So heißt ein Projekt von berlinpolis e.V., das am 9. Dezember im Berliner Rathaus vorgestellt wurde. Drei Jahre lang finanzieren das Bundesamt für Migration und Flüchtlinge und die Robert Bosch Stiftung ein Vorhaben des Berliner Vereins, bei dem Studenten der Berliner Hochschulen die Patenschaft für Gymnasiasten übernehmen. Sie helfen beim Orientieren im deutschen Hochschuldschungel, bei der Wahl des Studienfaches und Fragen der Finanzierung des Studiums. Das Besondere dabei: Die meisten Studenten und Schüler sind Russlanddeutsche aus den Nachfolgestaaten der Sowjetunion.
„Integration als kommunale Aufgabe”, „Einwanderung als menschliche und kulturelle Bereicherung”, „gleichberechtigte Teilnahme am wirtschaftlichen, sozialen, politischen und kulturellen Leben”, „wechselseitige interkulturelle Öffnung” – viele gute Worte waren zu hören in den Eröffnungs- und Grußworten an diesem Abend.
Jedoch: „Am Anfang war die Tat.” – Viola Seeger von der Robert Bosch-Stiftung wollte mit dem Goethe-Zitat am Schluss ihres Grußwortes ausdrücken, dass dieses Projekt mit seinem einfachen und konkreten Handlungsansatz überfällig war. Es reicht nicht, den mangelnden Integrationswillen der Aussiedler und die nachlassende Aufnahmebereitschaft der Deutschen zu beklagen, auch Integrationsangebote wie Sprachkurse und multikulturelle Abende sind bei aller Notwendigkeit ungenügend – die Eigeninitiative der Betroffenen selbst muss aufgespürt und gestärkt werden.

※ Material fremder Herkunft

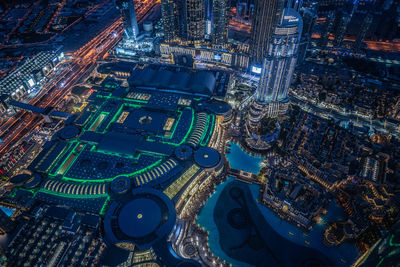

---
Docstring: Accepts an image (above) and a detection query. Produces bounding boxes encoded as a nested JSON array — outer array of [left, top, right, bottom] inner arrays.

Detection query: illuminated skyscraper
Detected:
[[333, 11, 351, 47], [285, 0, 303, 11], [211, 0, 230, 47], [297, 4, 317, 65], [248, 8, 302, 124], [116, 0, 139, 42], [185, 0, 205, 45], [317, 0, 349, 14], [319, 10, 335, 48], [161, 0, 182, 42], [162, 0, 205, 45], [250, 0, 285, 65], [353, 13, 373, 52]]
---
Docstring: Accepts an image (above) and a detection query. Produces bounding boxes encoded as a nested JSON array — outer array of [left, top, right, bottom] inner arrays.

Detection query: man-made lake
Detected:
[[197, 142, 360, 266]]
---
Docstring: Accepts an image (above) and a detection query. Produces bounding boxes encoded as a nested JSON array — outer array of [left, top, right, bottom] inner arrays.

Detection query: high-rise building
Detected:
[[317, 0, 349, 14], [162, 0, 206, 46], [211, 0, 230, 47], [319, 11, 335, 48], [333, 11, 351, 47], [285, 0, 303, 11], [116, 0, 139, 42], [185, 0, 205, 46], [0, 209, 14, 234], [353, 13, 373, 51], [250, 0, 285, 65], [297, 4, 317, 65], [248, 8, 303, 123], [161, 0, 181, 42]]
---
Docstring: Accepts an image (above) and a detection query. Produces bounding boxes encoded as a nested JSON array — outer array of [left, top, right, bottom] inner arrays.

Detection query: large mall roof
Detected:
[[129, 66, 217, 97]]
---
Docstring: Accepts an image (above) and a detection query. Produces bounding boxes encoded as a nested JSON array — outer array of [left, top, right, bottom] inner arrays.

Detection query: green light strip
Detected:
[[83, 100, 108, 130], [88, 112, 109, 132], [62, 144, 86, 178], [199, 115, 210, 146], [179, 108, 195, 146], [389, 234, 400, 247], [201, 114, 214, 146], [99, 196, 111, 215], [49, 142, 77, 176], [101, 104, 124, 133]]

In diesem Falle wurde ein Impuls gegeben und wurden die Rahmenbedingungen dafür geschaffen, dass sich Berliner Studenten, vorwiegend „mit russlanddeutschem Hintergrund”, als Mentoren für Berliner Oberschüler mit ebensolchem Hintergrund zur Verfügung stellen, um jene einerseits zum Hochschulstudium zu ermutigen, ihnen andererseits den Zugang zu Deutschlands extrem vielfältiger und unübersichtlicher Hochschullandschaft zu erleichtern.
Sie stoßen dabei auf breiten Zuspruch, denn das Interesse der jungen Russlanddeutschen, etwas aus ihrem Leben zu machen, ist groß. 21 Studenten und 50 Schüler nehmen seit Oktober am Projekt teil, sie treffen sich regelmäßig in 20 kleinen Arbeitsgruppen, um dort über Studienorientierung und –finanzierung zu reden, ein Internetportal aufzubauen, aber auch, um einfach ihre Freizeit gemeinsam zu verbringen.

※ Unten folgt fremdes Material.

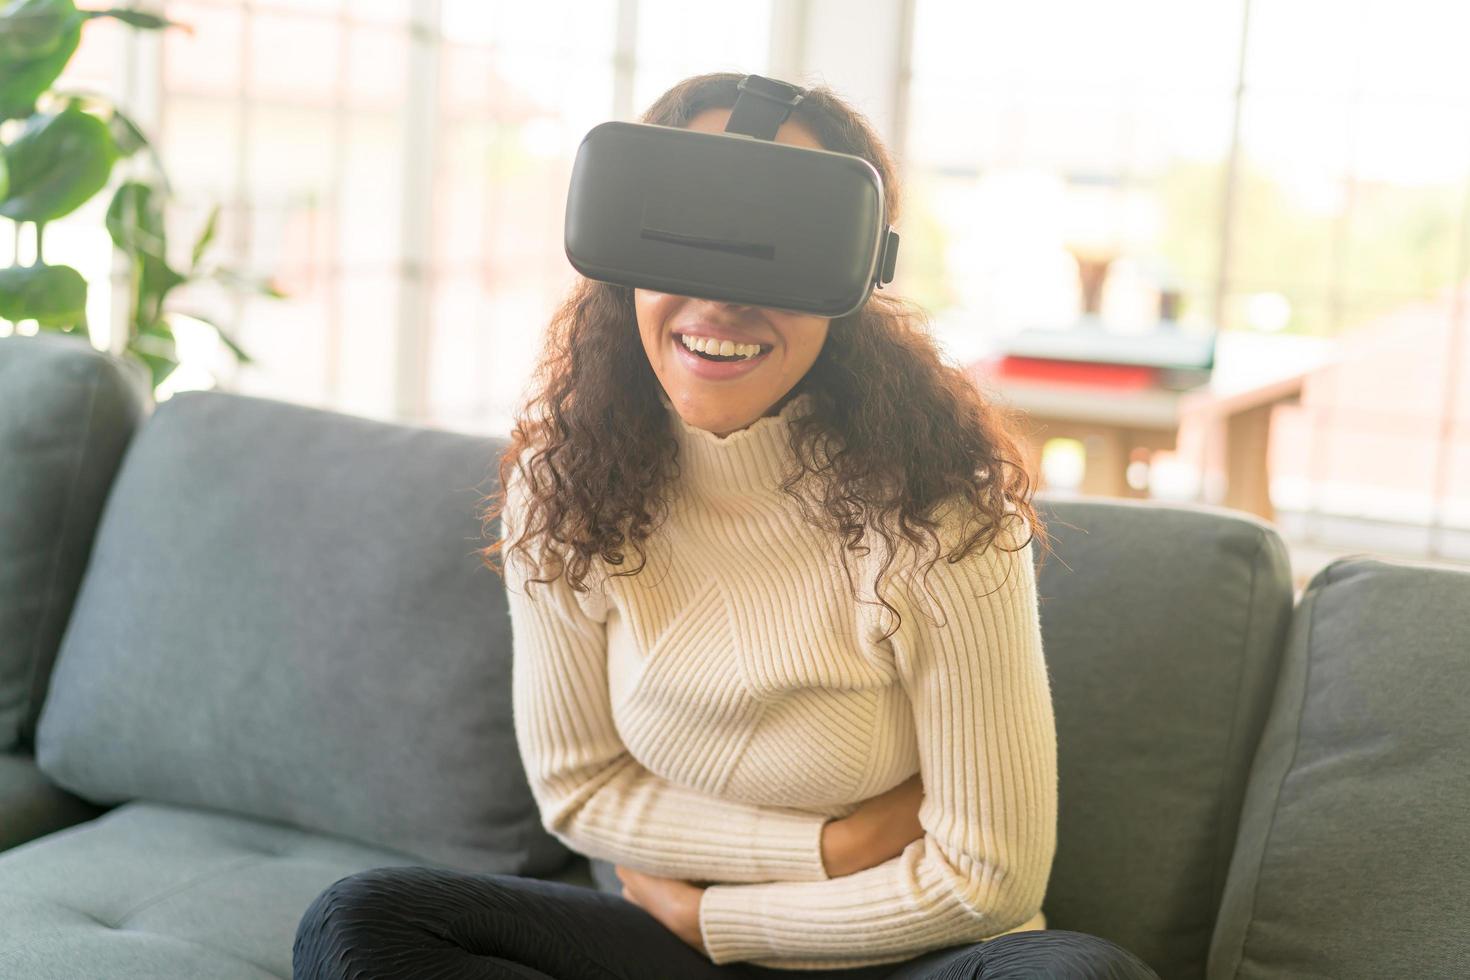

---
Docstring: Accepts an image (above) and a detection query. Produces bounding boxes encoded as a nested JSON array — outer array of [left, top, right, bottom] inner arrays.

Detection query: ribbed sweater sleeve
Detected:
[[501, 464, 833, 883], [697, 515, 1059, 968]]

Orientierung nach dem Abitur
Am Ende des Projekts wird die Teilnahme an einer Summerschool an der Berliner Humboldt-Universität angeboten, die Jugendlichen sollen außerdem bei der Suche nach Praktikumsplätzen unterstützt werden. Die Zahl der teilnehmenden Schüler aus Berlins „aussiedlerstarken” Plattenbaubezirken Marzahn-Hellersdorf und Lichtenberg soll sich im ersten Jahr auf ca. 70 erhöhen. André Schmitz, Chef der Berliner Senatskanzlei und Schirmherr der Präsentationsveranstaltung im Roten Rathaus, unterstrich, dass mit dieser Arbeit gleichzeitig etwas für Bildung, Integration und bürgerschaftliches Engagement getan werde.
Die Jugendlichen selbst drücken es einfacher aus: Ina, 25, geboren in Kasachstan und seit 15 Jahren in Deutschland, Studentin der Sozialpädagogik an der Freien Universität Berlin, kann sich noch gut an ihre Orientierungslosigkeit nach dem Abitur erinnern. „Ich stand einem Problemgefüge gegenüber, bei dessen Erkundung ich gern einen Mentor gehabt hätte.” Ihr Motiv für die Arbeit als Mentorin liegt in dieser eigenen Erfahrung begründet. Wolfgang, auch in Kasachstan geboren, ist seit drei Jahren in Deutschland und studiert BWL. Er findet, dass russlanddeutsche Jugendliche an deutschen Unis unterrepräsentiert sind und möchte etwas dagegen tun.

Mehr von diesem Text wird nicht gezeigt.